Havalimanından taksi ile 20 dakikada merkez New Bagan’a ulaşılabiliyor. Bizim ayarladığımız otel Nyaung U’da idi. Eşyalarımızı bıraktıktan sonra etrafı keşfetmek ve öğlen yemeği yemek için yürüyerek dolaşmaya çıktık. Myanmar’da bulunduğumuz 4 gün boyunca olduğu gibi, öğle saatlerinde yine yağmur yağıyordu. Etraf zaten oldukça çamurlu idi, toprak yollar ve derme çatma evlerin arasında aniden karşımıza çıkan tapınaklara uğraya uğraya saatlerce yürüdük. Bu tapınaklara girerken (hatta bazılarında bahçesine girerken) kural olarak ayakkabıların çıkarılması gerekiyor. İlk gün yadırgasak da, ikinci gün bu duruma çok alışmıştık. Camiye girerken de ayakkabı çıkarılıyor diye düşünmeyin; çünkü bu tapınaklarda halı yok, yerler taş kaplı. Hele ayakkabıyı tapınak bahçesine girerken çıkartmak gerekiyorsa, toprak, çamur, böcek ne varsa basıyorsunuz artık. Neyse ki Nevcan’ın tavsiyesi ile sandalet/terlik giymiştik. Hatta yolculuk öncesinde havanın yağmurlu olacağını gören Uğur’u yanına su geçirmez botlarını almaması için çok zor ikna etmiştim. 30 derece havada botta ayakları hem pişecek, hem de her tapınağa girerken çıkartıp-giymesi çok zor olacaktı. Sandaletlerinizi ya tapınağın dışındaki ayakkabılıkta bırakabiliyorsunuz, ya da poşete koyup yanınızda taşıyabiliyorsunuz. Ayrıca, askılı kıyafetler ve mini şortlarla tapınaklara girmek de saygısızlık olarak görülüyor ve yasak olduğu girişte görseller ile belirtiliyor. Omzunuza bir şal almak pratik bir çözüm olabilir, benim tavsiyem altınıza ise “longyi” giymeniz. Aslında belin etrafına dolanan bir kumaş parçası olan longyi, kadın-erkek demeden tüm yerel halkın tercih ettiği hem pratik hem de rahat bir kıyafet. Biz de ilk günden fil desenli longyilerimizi alarak ülkeye hızlıca uyum sağlamıştık.

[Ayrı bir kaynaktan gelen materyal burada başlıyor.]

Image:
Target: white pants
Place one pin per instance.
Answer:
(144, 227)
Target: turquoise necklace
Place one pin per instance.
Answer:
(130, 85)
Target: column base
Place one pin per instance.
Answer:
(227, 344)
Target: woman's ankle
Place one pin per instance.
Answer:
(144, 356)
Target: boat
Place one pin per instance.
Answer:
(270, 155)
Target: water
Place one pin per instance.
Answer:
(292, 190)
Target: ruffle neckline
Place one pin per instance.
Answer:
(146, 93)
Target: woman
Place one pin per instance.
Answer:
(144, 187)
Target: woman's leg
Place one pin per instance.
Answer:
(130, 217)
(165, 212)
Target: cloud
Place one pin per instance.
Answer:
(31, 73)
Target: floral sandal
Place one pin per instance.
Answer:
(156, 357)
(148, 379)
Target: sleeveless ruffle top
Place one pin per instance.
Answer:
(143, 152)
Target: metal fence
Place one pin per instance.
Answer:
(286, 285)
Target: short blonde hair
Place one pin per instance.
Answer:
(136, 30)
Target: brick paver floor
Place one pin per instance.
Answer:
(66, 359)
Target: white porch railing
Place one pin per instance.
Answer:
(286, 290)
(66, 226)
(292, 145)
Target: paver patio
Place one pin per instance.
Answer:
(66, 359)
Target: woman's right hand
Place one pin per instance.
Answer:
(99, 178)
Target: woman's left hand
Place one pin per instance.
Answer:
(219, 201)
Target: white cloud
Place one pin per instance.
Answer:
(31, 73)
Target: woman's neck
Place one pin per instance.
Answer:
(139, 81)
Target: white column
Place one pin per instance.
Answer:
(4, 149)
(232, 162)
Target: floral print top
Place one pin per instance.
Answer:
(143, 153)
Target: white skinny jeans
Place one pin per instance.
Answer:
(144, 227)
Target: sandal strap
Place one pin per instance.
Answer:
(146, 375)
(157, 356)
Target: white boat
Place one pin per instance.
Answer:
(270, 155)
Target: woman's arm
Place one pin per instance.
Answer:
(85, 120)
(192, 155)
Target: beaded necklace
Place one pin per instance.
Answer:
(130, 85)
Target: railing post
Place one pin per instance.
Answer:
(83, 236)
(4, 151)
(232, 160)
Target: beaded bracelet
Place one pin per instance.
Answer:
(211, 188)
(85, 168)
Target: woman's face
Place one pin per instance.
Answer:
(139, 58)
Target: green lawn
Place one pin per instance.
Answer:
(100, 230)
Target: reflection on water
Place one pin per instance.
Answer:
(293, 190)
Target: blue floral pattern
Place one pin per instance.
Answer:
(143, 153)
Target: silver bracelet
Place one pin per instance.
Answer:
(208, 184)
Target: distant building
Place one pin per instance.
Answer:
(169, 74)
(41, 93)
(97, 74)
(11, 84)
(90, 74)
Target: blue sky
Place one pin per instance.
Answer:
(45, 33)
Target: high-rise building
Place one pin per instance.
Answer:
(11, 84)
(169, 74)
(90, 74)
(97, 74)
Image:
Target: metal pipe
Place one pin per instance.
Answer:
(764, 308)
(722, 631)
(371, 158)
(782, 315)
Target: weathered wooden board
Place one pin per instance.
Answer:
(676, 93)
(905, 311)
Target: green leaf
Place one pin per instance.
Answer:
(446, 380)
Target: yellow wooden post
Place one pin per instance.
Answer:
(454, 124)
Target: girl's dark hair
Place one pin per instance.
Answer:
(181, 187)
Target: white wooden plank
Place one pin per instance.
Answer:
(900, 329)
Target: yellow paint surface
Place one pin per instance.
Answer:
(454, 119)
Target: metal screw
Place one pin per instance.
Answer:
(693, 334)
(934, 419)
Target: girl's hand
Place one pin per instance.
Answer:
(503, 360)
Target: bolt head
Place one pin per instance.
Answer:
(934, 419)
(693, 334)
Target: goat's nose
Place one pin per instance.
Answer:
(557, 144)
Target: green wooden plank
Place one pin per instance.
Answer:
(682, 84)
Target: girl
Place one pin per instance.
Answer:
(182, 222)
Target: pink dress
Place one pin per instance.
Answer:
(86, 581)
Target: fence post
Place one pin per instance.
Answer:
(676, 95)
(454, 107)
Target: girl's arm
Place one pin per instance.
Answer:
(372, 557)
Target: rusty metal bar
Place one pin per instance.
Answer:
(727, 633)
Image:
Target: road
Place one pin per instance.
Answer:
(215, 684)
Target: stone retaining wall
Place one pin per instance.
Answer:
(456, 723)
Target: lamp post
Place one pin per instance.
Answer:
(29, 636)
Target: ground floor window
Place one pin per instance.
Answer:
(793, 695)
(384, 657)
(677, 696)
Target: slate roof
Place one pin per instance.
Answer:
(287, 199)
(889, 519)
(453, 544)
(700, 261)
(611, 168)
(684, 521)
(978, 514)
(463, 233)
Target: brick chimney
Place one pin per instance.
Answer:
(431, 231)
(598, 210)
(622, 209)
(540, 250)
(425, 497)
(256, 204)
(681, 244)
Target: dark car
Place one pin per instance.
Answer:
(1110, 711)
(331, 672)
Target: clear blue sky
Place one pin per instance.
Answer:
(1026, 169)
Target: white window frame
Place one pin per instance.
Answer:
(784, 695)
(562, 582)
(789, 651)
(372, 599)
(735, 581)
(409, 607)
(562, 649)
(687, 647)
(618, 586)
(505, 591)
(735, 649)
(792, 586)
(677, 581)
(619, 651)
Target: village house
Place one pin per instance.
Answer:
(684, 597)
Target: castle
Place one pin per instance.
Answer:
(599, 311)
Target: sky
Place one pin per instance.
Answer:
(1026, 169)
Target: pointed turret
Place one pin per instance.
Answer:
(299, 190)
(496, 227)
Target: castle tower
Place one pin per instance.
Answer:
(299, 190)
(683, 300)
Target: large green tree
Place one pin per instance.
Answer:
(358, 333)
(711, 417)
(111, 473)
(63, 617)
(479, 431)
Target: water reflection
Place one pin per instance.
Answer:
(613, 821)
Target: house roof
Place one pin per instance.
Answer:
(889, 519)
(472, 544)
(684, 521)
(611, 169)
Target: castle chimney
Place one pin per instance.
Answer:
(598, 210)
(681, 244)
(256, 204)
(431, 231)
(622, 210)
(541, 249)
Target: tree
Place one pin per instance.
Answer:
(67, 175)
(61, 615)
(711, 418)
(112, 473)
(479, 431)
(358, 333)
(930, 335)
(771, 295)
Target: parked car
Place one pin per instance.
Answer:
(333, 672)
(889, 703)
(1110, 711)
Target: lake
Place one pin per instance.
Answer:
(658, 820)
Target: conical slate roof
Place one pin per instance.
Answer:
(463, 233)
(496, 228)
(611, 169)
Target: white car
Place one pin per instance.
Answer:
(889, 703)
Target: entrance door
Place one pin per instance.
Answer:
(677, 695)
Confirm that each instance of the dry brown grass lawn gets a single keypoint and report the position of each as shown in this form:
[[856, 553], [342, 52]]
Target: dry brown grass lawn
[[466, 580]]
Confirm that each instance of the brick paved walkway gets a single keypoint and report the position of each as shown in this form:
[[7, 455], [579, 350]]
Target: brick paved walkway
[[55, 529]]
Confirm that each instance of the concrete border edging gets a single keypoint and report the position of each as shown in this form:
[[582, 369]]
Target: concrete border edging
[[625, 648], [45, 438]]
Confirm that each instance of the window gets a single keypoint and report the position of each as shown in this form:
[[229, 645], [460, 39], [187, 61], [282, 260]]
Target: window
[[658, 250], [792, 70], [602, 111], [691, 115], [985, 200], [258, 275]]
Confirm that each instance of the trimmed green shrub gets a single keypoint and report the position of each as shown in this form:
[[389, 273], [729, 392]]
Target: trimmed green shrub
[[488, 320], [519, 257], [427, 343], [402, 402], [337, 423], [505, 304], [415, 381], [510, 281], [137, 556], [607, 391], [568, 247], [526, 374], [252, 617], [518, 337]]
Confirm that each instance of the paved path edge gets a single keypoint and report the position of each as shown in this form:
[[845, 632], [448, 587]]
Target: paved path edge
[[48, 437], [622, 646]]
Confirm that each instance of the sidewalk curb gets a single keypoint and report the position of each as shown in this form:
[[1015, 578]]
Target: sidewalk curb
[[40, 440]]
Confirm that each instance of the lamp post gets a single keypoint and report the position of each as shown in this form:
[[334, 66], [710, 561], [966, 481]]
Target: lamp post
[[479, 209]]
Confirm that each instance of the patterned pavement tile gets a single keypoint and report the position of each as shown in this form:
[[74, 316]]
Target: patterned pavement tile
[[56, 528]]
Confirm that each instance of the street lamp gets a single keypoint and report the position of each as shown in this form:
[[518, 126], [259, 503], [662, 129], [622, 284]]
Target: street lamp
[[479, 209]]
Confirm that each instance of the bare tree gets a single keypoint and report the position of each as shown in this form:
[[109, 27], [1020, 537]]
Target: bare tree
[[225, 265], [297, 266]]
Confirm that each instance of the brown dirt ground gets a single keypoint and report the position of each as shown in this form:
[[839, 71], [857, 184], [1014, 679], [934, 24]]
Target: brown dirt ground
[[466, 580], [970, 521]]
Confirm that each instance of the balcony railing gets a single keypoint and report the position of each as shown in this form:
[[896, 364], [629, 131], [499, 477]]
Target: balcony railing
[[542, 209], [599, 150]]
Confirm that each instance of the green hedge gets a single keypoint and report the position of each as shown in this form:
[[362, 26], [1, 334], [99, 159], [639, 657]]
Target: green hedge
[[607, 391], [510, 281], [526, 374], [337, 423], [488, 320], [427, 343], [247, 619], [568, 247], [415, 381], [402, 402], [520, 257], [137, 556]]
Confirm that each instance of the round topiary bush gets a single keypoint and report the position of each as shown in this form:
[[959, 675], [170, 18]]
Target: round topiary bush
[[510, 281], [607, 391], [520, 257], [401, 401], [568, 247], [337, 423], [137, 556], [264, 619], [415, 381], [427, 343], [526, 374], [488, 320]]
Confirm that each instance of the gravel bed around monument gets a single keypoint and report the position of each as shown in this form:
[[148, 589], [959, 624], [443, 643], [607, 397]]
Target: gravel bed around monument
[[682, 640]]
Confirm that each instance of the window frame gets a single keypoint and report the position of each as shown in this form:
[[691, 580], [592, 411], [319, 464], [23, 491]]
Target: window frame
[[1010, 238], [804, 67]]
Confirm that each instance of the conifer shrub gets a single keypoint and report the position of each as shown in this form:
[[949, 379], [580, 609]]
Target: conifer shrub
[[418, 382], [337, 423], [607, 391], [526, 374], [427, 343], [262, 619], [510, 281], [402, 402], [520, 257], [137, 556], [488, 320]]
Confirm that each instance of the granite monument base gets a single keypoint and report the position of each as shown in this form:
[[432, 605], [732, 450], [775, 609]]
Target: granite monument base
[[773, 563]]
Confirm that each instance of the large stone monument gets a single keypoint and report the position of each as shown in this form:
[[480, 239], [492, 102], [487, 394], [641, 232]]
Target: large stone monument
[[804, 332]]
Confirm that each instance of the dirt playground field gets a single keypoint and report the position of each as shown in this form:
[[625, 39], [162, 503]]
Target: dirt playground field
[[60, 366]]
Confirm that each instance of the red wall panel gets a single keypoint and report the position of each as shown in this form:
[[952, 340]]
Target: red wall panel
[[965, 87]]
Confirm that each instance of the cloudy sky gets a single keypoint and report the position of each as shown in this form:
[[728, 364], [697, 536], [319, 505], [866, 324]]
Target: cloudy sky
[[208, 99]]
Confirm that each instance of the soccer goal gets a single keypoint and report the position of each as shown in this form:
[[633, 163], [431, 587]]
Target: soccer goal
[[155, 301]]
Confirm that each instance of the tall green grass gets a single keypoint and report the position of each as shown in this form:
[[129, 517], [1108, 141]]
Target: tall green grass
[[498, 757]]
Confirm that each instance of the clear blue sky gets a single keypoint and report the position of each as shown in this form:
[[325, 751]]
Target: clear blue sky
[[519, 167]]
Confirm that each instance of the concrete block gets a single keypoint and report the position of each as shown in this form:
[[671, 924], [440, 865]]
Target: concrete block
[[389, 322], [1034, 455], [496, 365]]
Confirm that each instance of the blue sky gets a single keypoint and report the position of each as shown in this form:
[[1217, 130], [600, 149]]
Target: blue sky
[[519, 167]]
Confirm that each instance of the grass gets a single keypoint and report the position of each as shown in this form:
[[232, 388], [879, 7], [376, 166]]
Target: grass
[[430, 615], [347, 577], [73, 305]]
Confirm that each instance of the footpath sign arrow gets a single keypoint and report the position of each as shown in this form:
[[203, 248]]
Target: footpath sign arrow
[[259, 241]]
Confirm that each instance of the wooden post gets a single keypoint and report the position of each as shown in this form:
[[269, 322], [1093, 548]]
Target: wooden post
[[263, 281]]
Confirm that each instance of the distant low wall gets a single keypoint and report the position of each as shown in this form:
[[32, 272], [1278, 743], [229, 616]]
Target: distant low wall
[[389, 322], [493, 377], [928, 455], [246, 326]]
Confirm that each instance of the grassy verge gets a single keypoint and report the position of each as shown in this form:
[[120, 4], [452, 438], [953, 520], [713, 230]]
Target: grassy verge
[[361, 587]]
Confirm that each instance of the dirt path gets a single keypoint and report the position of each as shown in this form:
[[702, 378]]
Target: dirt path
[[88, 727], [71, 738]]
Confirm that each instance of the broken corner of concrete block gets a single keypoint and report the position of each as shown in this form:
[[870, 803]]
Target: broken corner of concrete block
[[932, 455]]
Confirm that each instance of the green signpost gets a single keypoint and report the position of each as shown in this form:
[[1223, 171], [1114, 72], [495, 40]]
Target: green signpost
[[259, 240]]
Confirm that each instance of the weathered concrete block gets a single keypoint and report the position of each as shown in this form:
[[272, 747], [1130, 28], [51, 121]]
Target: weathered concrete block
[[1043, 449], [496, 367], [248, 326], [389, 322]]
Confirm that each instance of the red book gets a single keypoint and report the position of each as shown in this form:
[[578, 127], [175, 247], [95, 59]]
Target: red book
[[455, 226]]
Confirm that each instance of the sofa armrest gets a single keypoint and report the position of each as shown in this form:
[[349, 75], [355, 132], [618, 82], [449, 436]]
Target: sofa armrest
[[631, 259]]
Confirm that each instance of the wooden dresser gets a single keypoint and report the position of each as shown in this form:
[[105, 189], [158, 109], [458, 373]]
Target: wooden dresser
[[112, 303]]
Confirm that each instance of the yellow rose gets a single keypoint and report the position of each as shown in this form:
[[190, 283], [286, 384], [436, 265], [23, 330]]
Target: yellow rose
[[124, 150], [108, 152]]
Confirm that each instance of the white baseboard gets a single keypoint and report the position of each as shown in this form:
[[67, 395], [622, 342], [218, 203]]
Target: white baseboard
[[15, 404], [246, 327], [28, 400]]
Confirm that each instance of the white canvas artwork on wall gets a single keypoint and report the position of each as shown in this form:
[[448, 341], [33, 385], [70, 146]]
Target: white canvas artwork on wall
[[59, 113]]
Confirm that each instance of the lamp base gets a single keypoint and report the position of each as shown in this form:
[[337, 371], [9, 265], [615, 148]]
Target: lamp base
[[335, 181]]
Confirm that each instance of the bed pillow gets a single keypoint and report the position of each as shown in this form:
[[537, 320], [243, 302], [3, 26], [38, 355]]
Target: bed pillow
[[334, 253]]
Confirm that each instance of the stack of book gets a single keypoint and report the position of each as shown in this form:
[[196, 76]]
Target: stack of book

Bagan’da ikinci günümüz gün doğmadan önce başladı; çünkü burası dünyadaki en güzel gün doğumu manzarasına sahip olan yerlerden biri. Bir gün önceden otelde resepsiyon ile konuşup elektrikli motor (e-bike) kiralamıştık. Civarda bisiklet veya motor kiralanabilecek çok sayıda yer var, otelden rica ettiğiniz zaman da aynı fiyata kiralayıp sabah istediğiniz saatte getiriyorlar. Anlaştığımız saatte motorlarımız geldi; Uğur’la ikimiz bir motora, Tayfun diğerine bindi ve başladık gün doğumunun en güzel izlendiği nokta olan Shwe San Daw Pagoda’ya doğru gazlamaya. Bagan’da mutlaka yapılması gereken şeylerden biri, göz alabildiğince geniş ovada yayılan tapınakların arkasından doğan güneşi izlemek… Normalde gün doğumunda sıcak hava balonları da havalanıyor ve tıpkı Kapadokya’da olduğu gibi ortama çok farklı bir hava katıyor. Ancak o sabah hava biraz rüzgarlı olduğu için balonlar kalkmadı; bu şanssızlık nedeni ile en güzel Bagan fotoğraflarımız sanki biraz eksik kaldı. Tabi bu da buraya tekrar gelebilmek için en güzel bahanemiz oldu.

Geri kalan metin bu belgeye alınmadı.